What was it? What was the lie and when did doctors learn it? The lie was this: ‘if you become a doctor, your profession of medicine will be all you need for happiness and fulfillment.’ In short, physicians learned to validate themselves by way of a profession.
I believe my generation of physicians never grew up with a great lie. We knew we wouldn’t make the most money (or at least, we should have known this); we knew that medicine was time-consuming, but we chose it anyway. And the medical schools chose us for our diversity, life-experiences, and well-roundedness. They’ve selected out for people who have taken time off before school (almost half of my graduating class), who have had other careers, who have explored other interests. Found other things besides medicine that make them happy.
Look at the fields that are incredibly popular today: they either make a lot of money, offer a good lifestyle, or both (I’m looking right at you, ophtho). We want to have free time outside of our careers. We want to have families and relationships.
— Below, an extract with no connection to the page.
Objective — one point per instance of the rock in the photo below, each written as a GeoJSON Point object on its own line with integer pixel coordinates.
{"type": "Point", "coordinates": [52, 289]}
Sure, we’re ready to make sacrifices, but we weren’t told a lie–or maybe we just never believed it. We’ve had the opportunity to study abroad; we’ve been exposed to foreign countries and cultures; we have taken courses in religion, anthropology, linguistics, sociology–and we know there are more things to life (exciting, interesting, thrilling ones at that)–besides a job. (For Dr. Leap, that appears to be his faith.)
Now, perhaps this is to the detriment of our future patients–that their future doctors want more out of life than just being great doctors for them. Perhaps it is for the benefit of them. I guess only time will tell.